Throughout decades sport was a mirror that reflected Palestinian reality; it portrayed this reality with all its details throughout different historical stages. Sports development has often been parallel to and overlapping with political developments. Before Nakba, there were some 65 athletic clubs in Palestine; approximately 55 of them were members of the Arab Palestine Sports Federation (PSF established in 1931, re-established in 1944). Palestinians always sought through sports a sense of national identity, independence and world recognition. At the time when the world did not recognize the Palestinian people after the Nakba sport was one of the most important means to prove their existence and to maintain their identity.

Reading Zionist literature on the history of Palestine as well as the history of sports in Palestine, one might get the impression that Palestine was void of Palestinians. If such histories do mention the Palestinians, they invariably try to depict these Palestinians as lacking any cultural, social, or athletic aspect. They appear to assert that the Zionists populated the region, and graced it with civilization and modernization — that they brought sports and culture to the primitive people who had hitherto known nothing of either of these refinements. Efforts such as these to distort reality and rewrite history are not new.

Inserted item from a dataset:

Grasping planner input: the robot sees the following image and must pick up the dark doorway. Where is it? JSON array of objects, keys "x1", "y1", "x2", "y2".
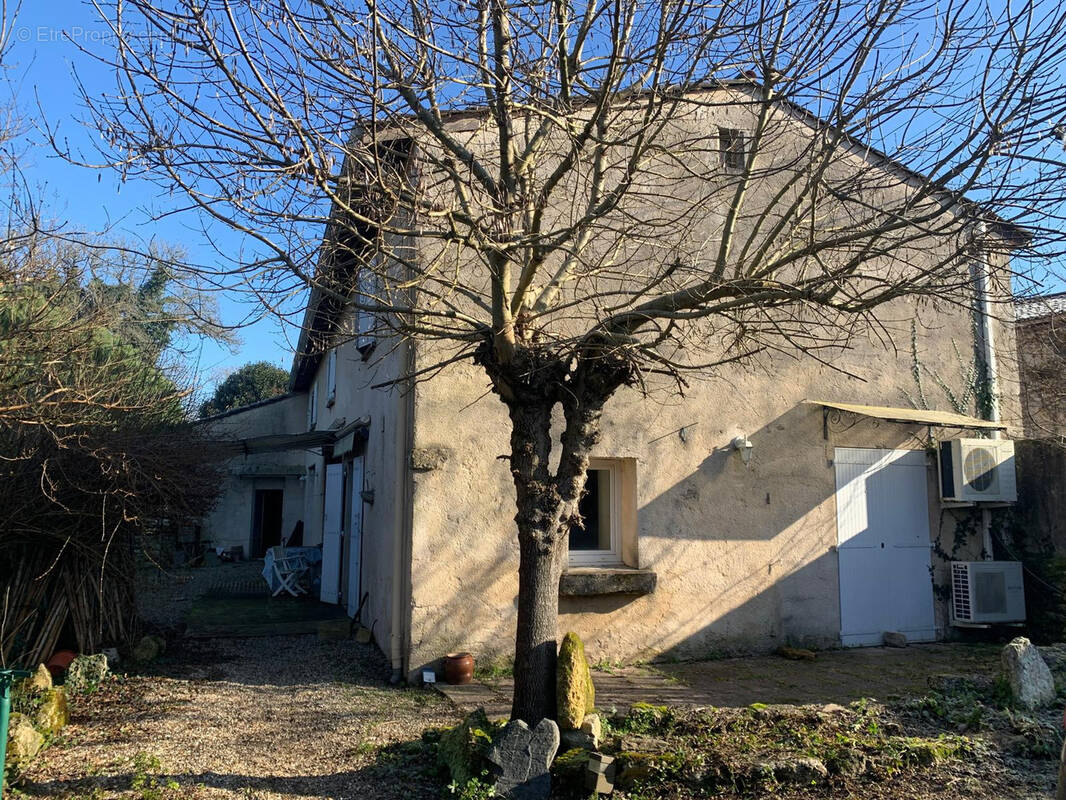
[{"x1": 251, "y1": 489, "x2": 285, "y2": 558}]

Indeed, the Zionist athletic leadership worked to marginalize the Palestinians in the sports sector.

And, even if they mention the Arabs, they portray them as mixing sports with politics, and refusing to cooperate with the Zionists in sports; as thankless rebels against Mandate authorities that freed them from the yoke of the Ottomans and brought them modernity and civilization.

Unfortunately, I have recently discovered some misinformation on some Palestinian websites (in Arabic and English) about sports in Mandate Palestine especially the Palestine Football Association that was established in 1928 and was dominated by the Zionists, as well as the participation of Palestine in the 1934 (with Egypt) and 1938 (with Greece) World Cup tournaments. Such misinformation generally comes from individuals who are not familiar with history of sports in Palestine and must be corrected.

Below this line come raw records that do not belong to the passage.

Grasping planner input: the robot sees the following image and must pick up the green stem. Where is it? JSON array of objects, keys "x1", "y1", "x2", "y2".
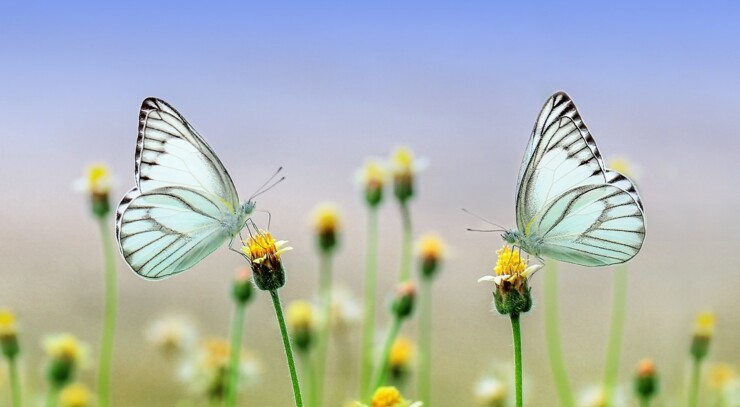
[
  {"x1": 398, "y1": 201, "x2": 413, "y2": 282},
  {"x1": 98, "y1": 217, "x2": 118, "y2": 407},
  {"x1": 417, "y1": 277, "x2": 432, "y2": 407},
  {"x1": 226, "y1": 301, "x2": 247, "y2": 407},
  {"x1": 365, "y1": 316, "x2": 401, "y2": 404},
  {"x1": 689, "y1": 357, "x2": 701, "y2": 407},
  {"x1": 298, "y1": 351, "x2": 319, "y2": 407},
  {"x1": 316, "y1": 250, "x2": 332, "y2": 406},
  {"x1": 358, "y1": 206, "x2": 378, "y2": 396},
  {"x1": 270, "y1": 290, "x2": 303, "y2": 407},
  {"x1": 8, "y1": 357, "x2": 21, "y2": 407},
  {"x1": 511, "y1": 314, "x2": 524, "y2": 407},
  {"x1": 604, "y1": 264, "x2": 627, "y2": 407},
  {"x1": 544, "y1": 261, "x2": 575, "y2": 407}
]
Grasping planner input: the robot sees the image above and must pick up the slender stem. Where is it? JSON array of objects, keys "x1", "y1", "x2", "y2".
[
  {"x1": 270, "y1": 290, "x2": 303, "y2": 407},
  {"x1": 8, "y1": 356, "x2": 21, "y2": 407},
  {"x1": 98, "y1": 217, "x2": 118, "y2": 407},
  {"x1": 417, "y1": 277, "x2": 432, "y2": 407},
  {"x1": 398, "y1": 201, "x2": 413, "y2": 282},
  {"x1": 604, "y1": 264, "x2": 627, "y2": 407},
  {"x1": 358, "y1": 206, "x2": 378, "y2": 396},
  {"x1": 365, "y1": 316, "x2": 401, "y2": 401},
  {"x1": 316, "y1": 250, "x2": 332, "y2": 406},
  {"x1": 544, "y1": 261, "x2": 575, "y2": 407},
  {"x1": 689, "y1": 357, "x2": 701, "y2": 407},
  {"x1": 511, "y1": 314, "x2": 524, "y2": 407},
  {"x1": 226, "y1": 301, "x2": 247, "y2": 407}
]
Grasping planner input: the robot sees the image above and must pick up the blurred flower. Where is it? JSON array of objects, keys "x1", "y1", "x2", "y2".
[
  {"x1": 390, "y1": 146, "x2": 425, "y2": 203},
  {"x1": 74, "y1": 163, "x2": 114, "y2": 218},
  {"x1": 180, "y1": 338, "x2": 261, "y2": 400},
  {"x1": 331, "y1": 287, "x2": 362, "y2": 335},
  {"x1": 358, "y1": 386, "x2": 422, "y2": 407},
  {"x1": 388, "y1": 336, "x2": 415, "y2": 379},
  {"x1": 357, "y1": 158, "x2": 388, "y2": 207},
  {"x1": 59, "y1": 383, "x2": 93, "y2": 407},
  {"x1": 691, "y1": 312, "x2": 715, "y2": 360},
  {"x1": 242, "y1": 229, "x2": 293, "y2": 291},
  {"x1": 43, "y1": 333, "x2": 90, "y2": 388},
  {"x1": 285, "y1": 300, "x2": 316, "y2": 352},
  {"x1": 145, "y1": 316, "x2": 198, "y2": 356},
  {"x1": 478, "y1": 246, "x2": 542, "y2": 315},
  {"x1": 475, "y1": 377, "x2": 509, "y2": 407},
  {"x1": 231, "y1": 267, "x2": 252, "y2": 305},
  {"x1": 311, "y1": 202, "x2": 340, "y2": 252},
  {"x1": 635, "y1": 359, "x2": 658, "y2": 400},
  {"x1": 606, "y1": 156, "x2": 640, "y2": 182},
  {"x1": 417, "y1": 233, "x2": 447, "y2": 278},
  {"x1": 578, "y1": 385, "x2": 627, "y2": 407},
  {"x1": 0, "y1": 309, "x2": 20, "y2": 359}
]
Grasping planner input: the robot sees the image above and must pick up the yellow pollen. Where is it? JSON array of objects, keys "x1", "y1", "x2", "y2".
[
  {"x1": 372, "y1": 386, "x2": 404, "y2": 407},
  {"x1": 494, "y1": 246, "x2": 527, "y2": 276}
]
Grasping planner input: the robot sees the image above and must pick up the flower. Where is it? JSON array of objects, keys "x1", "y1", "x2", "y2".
[
  {"x1": 242, "y1": 229, "x2": 293, "y2": 291},
  {"x1": 311, "y1": 202, "x2": 340, "y2": 252},
  {"x1": 59, "y1": 383, "x2": 93, "y2": 407},
  {"x1": 690, "y1": 312, "x2": 715, "y2": 360},
  {"x1": 417, "y1": 233, "x2": 447, "y2": 278},
  {"x1": 180, "y1": 338, "x2": 261, "y2": 400},
  {"x1": 357, "y1": 158, "x2": 388, "y2": 207},
  {"x1": 606, "y1": 156, "x2": 640, "y2": 181},
  {"x1": 285, "y1": 300, "x2": 316, "y2": 351},
  {"x1": 390, "y1": 146, "x2": 425, "y2": 203},
  {"x1": 43, "y1": 333, "x2": 90, "y2": 389},
  {"x1": 0, "y1": 309, "x2": 20, "y2": 359},
  {"x1": 358, "y1": 386, "x2": 422, "y2": 407},
  {"x1": 475, "y1": 377, "x2": 508, "y2": 407},
  {"x1": 74, "y1": 163, "x2": 114, "y2": 218},
  {"x1": 478, "y1": 245, "x2": 542, "y2": 315},
  {"x1": 388, "y1": 336, "x2": 414, "y2": 379},
  {"x1": 635, "y1": 359, "x2": 658, "y2": 400},
  {"x1": 145, "y1": 316, "x2": 198, "y2": 356}
]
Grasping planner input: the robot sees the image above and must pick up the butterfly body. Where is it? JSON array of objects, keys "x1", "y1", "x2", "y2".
[
  {"x1": 116, "y1": 98, "x2": 255, "y2": 279},
  {"x1": 502, "y1": 92, "x2": 645, "y2": 267}
]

Also, Wikipedia in Arabic does not mention any historical facts before 1948, except in two lines of information about the current Palestine Football Association: established in 1962; it joined FIFA in 1998, and the Asian Football Federation in 1998.

In our current time, Israel boasts that it participated in the World Cup tournaments of 1934 and 1938; that “Israel” or “Eretz Israel” (Land of Israel) – of course not Palestine – had played five international matches prior to 1948. This information does not include the fact that no Arab player was among the Palestinian flagship team at that time.

It’s a matter of fact, that Arab sports lagged behind Jewish sports. The awareness of the Zionist leadership about the benefits of sports was higher than among the Arabs. The Jews came to Palestine from developed industrial societies. Definitely, they brought with them physical culture, sports, and the culture of administrative planning and organization. However, this ‘superiority’ does not justify their exclusivity and domination of sports, and their denial of Palestinian existence.

The PFA’s joining FIFA in 1929 was a valuable opportunity for the sake of making the Zionist identity prominent and representing Palestine on the international level. With the cooperation and support of the British side, the Zionists were able to represent “Palestine” on the international level in the World Cup in both 1934 and 1938. The reader must be made aware that “Arab” Palestine didn’t compete with Egypt in 1934; rather, it was the Zionists who competed with Egypt. They wanted to represent Palestine (in all regional and international competitions) and make it appear “Zionist” in front of the world. They wore shirts that carried the name ‘Eretz Israel’ the Land of Israel. In these competitions, Zionist flag was used as a symbol for inspiring national sentiments. It consisted of two equal horizontal stripes of white and blue bearing in the center the device known as the ‘Hebrew Magen David’ – the Star of David.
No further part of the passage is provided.